По вызову Стрикленда явился заспанный полицейский. Следом за ним вошел еще один. Тьетьенс сохраняла поразительное спокойствие.
— Отведите его в участок, — распорядился Стрикленд. — Надо завести дело.
— Так, выходит, меня повесят? — спросил Бахадур Хан, не пытаясь бежать и уставившись глазами в пол.
— Да, если солнце будет светить, а вода течь, тебя повесят! — сказал Стрикленд.
Бахадур Хан сделал большой шаг назад, весь как-то затрепетал и больше не сдвинулся с места. Полицейские стали ждать дальнейших распоряжений.
— Можете идти, — сказал Стрикленд.
— Не трудитесь, я очень быстро уйду отсюда, — сказал Бахадур Хан. — Глядите! Я уже умер.
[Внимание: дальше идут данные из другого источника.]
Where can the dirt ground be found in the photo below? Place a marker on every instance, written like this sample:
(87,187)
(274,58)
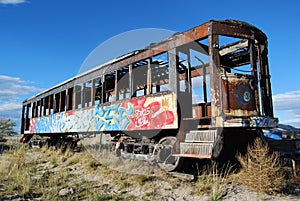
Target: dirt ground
(79,176)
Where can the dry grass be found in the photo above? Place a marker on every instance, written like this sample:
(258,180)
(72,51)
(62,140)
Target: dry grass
(213,180)
(261,170)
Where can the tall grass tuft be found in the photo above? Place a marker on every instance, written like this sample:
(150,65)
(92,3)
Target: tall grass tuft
(261,170)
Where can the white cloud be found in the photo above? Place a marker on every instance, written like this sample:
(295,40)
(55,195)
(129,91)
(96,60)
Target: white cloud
(289,102)
(12,1)
(12,90)
(10,87)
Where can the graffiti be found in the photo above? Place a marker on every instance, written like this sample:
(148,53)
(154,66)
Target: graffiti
(142,117)
(151,115)
(113,117)
(138,113)
(263,122)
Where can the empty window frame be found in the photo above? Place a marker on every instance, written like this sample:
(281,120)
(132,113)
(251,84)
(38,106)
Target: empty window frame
(160,73)
(63,101)
(123,83)
(200,82)
(235,55)
(56,102)
(97,91)
(87,93)
(78,101)
(110,94)
(51,104)
(46,109)
(139,78)
(69,103)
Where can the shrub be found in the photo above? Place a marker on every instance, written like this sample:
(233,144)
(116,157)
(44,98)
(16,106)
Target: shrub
(261,170)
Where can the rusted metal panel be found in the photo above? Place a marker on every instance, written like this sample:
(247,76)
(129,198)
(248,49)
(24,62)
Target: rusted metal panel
(141,113)
(238,94)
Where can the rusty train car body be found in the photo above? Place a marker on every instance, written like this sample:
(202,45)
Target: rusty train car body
(203,93)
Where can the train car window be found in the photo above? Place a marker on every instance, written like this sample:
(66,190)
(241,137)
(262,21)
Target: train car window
(123,83)
(182,70)
(63,101)
(56,102)
(51,104)
(87,94)
(38,108)
(42,107)
(234,55)
(160,73)
(110,95)
(46,110)
(33,110)
(78,104)
(139,78)
(28,116)
(70,98)
(200,82)
(98,91)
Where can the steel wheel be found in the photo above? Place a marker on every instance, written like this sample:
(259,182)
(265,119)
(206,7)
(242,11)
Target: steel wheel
(165,159)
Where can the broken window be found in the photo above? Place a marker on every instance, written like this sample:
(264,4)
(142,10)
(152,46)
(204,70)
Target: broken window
(87,92)
(51,104)
(56,103)
(160,73)
(46,110)
(63,101)
(123,83)
(78,104)
(139,78)
(98,91)
(69,103)
(234,55)
(110,95)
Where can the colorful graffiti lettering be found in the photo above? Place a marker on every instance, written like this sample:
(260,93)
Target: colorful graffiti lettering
(137,113)
(150,116)
(263,122)
(113,117)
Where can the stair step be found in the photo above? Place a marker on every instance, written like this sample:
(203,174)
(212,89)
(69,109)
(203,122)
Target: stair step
(201,136)
(201,149)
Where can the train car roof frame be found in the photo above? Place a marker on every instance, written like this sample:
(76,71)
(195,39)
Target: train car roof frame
(233,28)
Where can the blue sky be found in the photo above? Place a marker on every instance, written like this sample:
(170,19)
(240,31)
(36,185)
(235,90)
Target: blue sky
(43,43)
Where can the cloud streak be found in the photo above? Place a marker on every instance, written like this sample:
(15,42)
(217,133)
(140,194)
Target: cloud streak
(14,2)
(289,102)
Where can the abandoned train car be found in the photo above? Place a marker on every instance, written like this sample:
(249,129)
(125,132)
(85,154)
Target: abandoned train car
(202,93)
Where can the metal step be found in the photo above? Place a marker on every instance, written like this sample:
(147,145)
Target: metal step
(201,136)
(201,149)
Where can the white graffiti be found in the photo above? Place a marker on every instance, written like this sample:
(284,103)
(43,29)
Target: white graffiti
(142,117)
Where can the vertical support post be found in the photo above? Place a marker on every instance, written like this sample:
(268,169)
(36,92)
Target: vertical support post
(103,82)
(149,85)
(253,57)
(173,75)
(215,79)
(93,92)
(116,86)
(130,81)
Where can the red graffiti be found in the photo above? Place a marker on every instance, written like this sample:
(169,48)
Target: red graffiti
(150,116)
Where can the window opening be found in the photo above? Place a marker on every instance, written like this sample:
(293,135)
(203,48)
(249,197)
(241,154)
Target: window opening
(87,91)
(78,92)
(57,102)
(160,73)
(139,78)
(123,83)
(98,91)
(62,101)
(70,99)
(110,94)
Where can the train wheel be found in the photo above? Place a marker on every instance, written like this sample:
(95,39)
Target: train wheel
(165,159)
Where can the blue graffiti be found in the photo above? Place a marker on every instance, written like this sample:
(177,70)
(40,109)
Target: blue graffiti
(42,125)
(113,117)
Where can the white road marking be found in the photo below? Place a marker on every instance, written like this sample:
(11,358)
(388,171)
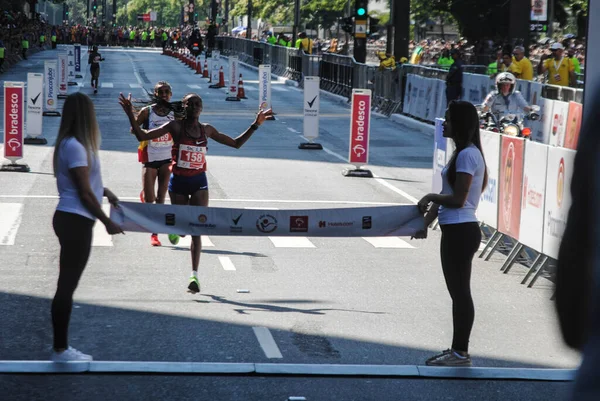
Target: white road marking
(101,237)
(187,241)
(226,263)
(10,220)
(267,343)
(134,198)
(388,242)
(291,242)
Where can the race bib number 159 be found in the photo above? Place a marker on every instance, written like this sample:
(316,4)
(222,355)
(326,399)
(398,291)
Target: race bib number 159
(191,157)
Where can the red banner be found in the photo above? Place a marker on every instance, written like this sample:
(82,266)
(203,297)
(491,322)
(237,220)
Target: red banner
(511,182)
(360,127)
(13,120)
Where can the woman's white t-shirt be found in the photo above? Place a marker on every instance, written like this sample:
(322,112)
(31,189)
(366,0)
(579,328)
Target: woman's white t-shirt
(469,161)
(72,154)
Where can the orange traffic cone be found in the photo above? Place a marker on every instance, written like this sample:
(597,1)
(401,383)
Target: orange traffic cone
(221,83)
(205,72)
(241,92)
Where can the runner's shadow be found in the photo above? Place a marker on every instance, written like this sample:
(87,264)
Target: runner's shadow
(249,307)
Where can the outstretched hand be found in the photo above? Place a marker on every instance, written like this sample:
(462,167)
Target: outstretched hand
(262,116)
(125,103)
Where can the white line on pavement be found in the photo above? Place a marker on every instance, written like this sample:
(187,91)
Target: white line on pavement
(10,219)
(101,237)
(291,242)
(226,263)
(388,242)
(267,343)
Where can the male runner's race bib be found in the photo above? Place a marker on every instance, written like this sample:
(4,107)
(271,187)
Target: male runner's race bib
(191,157)
(163,141)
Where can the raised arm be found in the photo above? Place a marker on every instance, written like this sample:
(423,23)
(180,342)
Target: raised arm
(142,134)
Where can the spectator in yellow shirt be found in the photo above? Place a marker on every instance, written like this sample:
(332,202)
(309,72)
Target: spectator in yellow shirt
(523,63)
(559,68)
(508,66)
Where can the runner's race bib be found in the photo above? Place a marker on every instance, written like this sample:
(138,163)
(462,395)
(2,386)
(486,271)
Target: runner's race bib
(191,157)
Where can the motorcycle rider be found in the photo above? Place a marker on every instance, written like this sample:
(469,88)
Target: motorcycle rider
(505,100)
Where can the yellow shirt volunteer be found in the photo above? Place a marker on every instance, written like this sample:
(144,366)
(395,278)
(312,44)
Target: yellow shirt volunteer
(558,71)
(526,68)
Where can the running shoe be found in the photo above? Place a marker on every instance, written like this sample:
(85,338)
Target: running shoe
(154,241)
(449,358)
(174,239)
(70,354)
(194,286)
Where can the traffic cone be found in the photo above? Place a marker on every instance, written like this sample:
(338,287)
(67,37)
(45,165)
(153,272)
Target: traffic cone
(221,83)
(241,92)
(205,72)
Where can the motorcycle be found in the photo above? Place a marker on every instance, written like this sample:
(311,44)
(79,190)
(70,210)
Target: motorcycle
(509,124)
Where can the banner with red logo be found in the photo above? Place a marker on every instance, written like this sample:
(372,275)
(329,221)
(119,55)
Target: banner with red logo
(558,198)
(511,181)
(360,121)
(14,96)
(63,73)
(533,197)
(573,125)
(404,220)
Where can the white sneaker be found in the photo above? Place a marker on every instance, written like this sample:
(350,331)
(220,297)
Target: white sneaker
(70,354)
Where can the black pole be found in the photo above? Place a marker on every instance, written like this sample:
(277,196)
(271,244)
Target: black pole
(249,27)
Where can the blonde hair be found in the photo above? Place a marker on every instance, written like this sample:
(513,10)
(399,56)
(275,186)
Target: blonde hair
(79,122)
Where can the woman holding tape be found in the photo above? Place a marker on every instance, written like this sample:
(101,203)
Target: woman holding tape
(464,179)
(188,184)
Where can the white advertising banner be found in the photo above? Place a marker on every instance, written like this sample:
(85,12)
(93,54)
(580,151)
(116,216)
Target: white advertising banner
(403,220)
(51,81)
(487,212)
(71,61)
(558,198)
(439,156)
(560,113)
(35,100)
(264,86)
(63,73)
(533,199)
(311,107)
(234,73)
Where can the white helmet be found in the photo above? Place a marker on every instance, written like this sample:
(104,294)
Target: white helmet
(506,78)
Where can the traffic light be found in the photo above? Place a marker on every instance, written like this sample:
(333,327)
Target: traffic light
(361,9)
(346,25)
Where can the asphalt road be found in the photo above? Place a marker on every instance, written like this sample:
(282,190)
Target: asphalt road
(314,301)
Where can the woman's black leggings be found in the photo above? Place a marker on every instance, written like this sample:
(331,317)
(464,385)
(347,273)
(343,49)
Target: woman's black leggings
(74,233)
(459,244)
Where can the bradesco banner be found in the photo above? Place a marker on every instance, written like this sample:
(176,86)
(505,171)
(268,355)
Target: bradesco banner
(511,181)
(533,197)
(560,110)
(573,125)
(77,49)
(360,121)
(311,107)
(439,156)
(233,75)
(264,86)
(487,212)
(71,61)
(51,78)
(403,220)
(35,100)
(14,96)
(63,83)
(558,198)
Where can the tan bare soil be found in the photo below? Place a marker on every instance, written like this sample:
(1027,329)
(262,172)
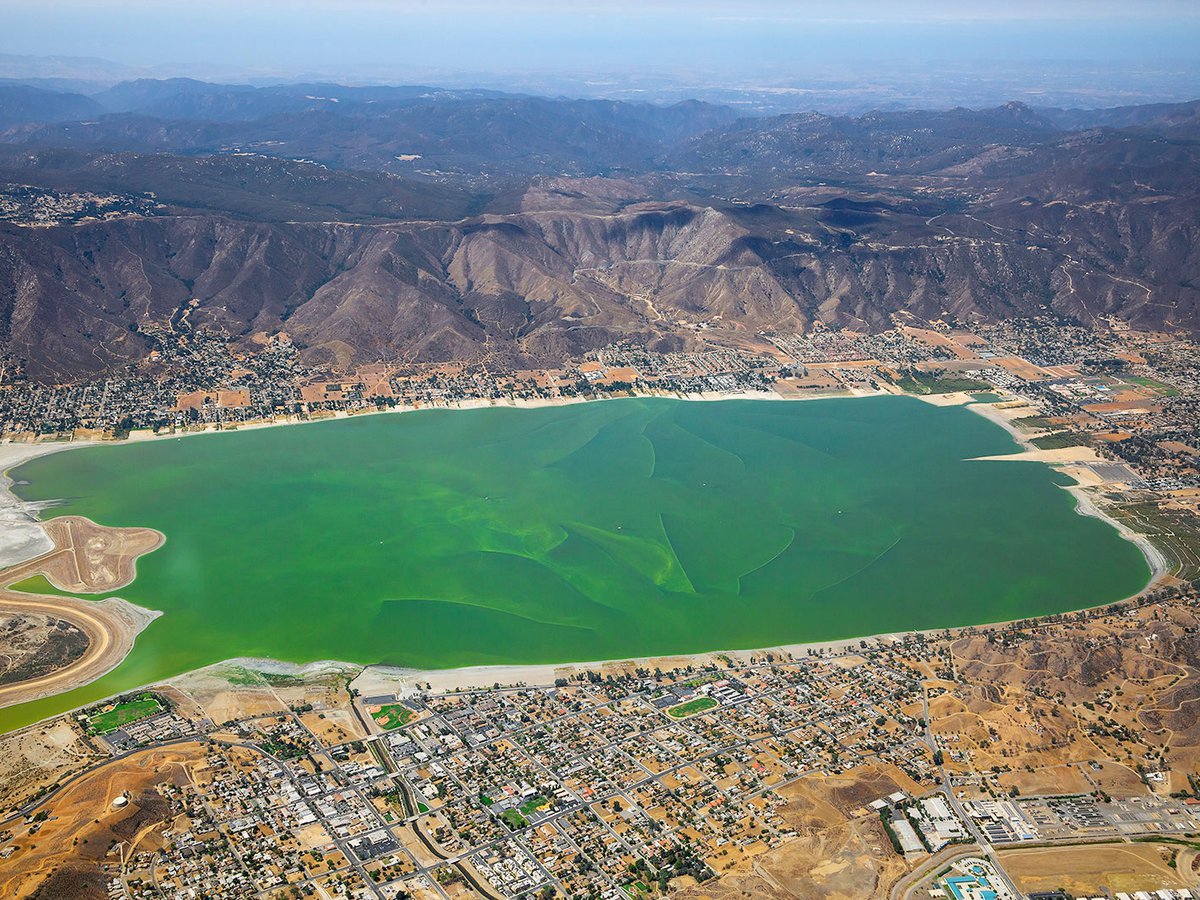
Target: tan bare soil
(1086,870)
(34,645)
(87,558)
(64,856)
(34,760)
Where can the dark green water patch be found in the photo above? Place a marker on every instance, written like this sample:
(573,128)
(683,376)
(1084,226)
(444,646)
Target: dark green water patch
(598,531)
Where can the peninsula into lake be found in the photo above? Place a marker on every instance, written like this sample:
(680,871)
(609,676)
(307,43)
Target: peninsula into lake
(629,528)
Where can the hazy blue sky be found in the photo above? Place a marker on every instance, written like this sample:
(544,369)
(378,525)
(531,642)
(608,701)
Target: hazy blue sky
(301,36)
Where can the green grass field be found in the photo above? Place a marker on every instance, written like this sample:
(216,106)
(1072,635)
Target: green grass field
(514,820)
(627,528)
(1060,439)
(532,804)
(691,707)
(393,715)
(123,714)
(928,383)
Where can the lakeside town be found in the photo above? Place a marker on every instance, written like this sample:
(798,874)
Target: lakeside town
(917,766)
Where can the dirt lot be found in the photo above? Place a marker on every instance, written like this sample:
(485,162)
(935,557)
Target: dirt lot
(840,852)
(36,759)
(1114,867)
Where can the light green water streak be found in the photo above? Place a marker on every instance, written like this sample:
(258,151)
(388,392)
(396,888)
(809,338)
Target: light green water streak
(599,531)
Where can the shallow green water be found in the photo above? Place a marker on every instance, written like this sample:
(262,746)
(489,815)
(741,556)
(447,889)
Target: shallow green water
(598,531)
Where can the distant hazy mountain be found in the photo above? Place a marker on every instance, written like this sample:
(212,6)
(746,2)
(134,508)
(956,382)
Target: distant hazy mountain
(21,103)
(415,222)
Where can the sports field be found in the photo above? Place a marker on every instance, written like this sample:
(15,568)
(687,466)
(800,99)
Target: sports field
(599,531)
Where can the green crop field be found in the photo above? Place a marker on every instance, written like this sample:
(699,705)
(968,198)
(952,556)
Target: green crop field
(613,529)
(123,714)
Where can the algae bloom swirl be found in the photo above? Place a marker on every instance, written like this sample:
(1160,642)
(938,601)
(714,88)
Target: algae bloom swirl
(588,532)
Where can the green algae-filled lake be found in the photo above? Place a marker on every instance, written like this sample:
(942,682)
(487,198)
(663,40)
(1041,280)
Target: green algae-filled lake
(598,531)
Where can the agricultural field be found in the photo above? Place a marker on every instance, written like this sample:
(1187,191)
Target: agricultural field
(121,714)
(393,715)
(1083,870)
(915,382)
(1060,439)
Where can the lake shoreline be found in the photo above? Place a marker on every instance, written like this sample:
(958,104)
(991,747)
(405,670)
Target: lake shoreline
(15,454)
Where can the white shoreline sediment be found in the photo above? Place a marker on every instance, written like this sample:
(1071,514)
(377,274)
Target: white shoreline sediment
(1084,504)
(388,679)
(22,537)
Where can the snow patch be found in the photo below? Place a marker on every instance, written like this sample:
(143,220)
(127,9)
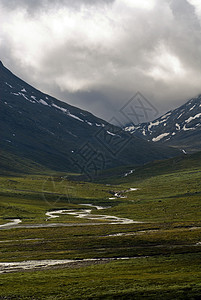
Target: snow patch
(43,102)
(161,136)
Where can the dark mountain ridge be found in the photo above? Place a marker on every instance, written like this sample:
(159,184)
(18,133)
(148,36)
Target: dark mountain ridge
(180,128)
(62,137)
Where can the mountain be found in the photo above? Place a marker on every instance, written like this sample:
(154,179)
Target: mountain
(180,128)
(58,136)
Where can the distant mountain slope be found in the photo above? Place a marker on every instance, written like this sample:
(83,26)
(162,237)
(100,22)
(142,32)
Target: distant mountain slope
(62,137)
(180,127)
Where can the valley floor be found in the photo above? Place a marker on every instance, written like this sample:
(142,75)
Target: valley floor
(145,242)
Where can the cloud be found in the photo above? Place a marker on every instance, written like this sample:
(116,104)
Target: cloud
(97,54)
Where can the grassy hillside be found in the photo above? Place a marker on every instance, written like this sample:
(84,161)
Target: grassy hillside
(11,164)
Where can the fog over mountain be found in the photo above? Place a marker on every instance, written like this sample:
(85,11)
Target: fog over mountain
(98,54)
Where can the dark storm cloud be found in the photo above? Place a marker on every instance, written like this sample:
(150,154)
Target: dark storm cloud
(97,54)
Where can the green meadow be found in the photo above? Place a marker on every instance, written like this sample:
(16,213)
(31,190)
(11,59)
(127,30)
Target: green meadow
(164,247)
Он поднял ногу: к мизинцу присосалась голова полумертвой змеи, недвижной и точно застывшей в агонии.
— Я из рода землевладельцев, — сказал Бахадур Хан шатаясь. — Публичная казнь была бы для меня позором — вот почему я так поступил. Не беспокойтесь, рубашки сахиба все сосчитаны, а на умывальнике лежит запасной кусок мыла. Мальчика моего сглазили, и я убил колдуна. Зачем вам понадобилось непременно меня вешать? Честь моя спасена, и… и… я умираю.
Не прошло и часа, как он умер, как умирают те, кого укусила маленькая коричневая карайт, и полицейские унесли и его, и то, что было спрятано под скатертью, каждого — куда следовало. Все это было необходимо сделать, чтобы пролить свет на исчезновение Имрея.
— И это называется девятнадцатый век, — очень спокойно сказал Стрикленд, залезая в постель, — Вы слышали, что он сказал?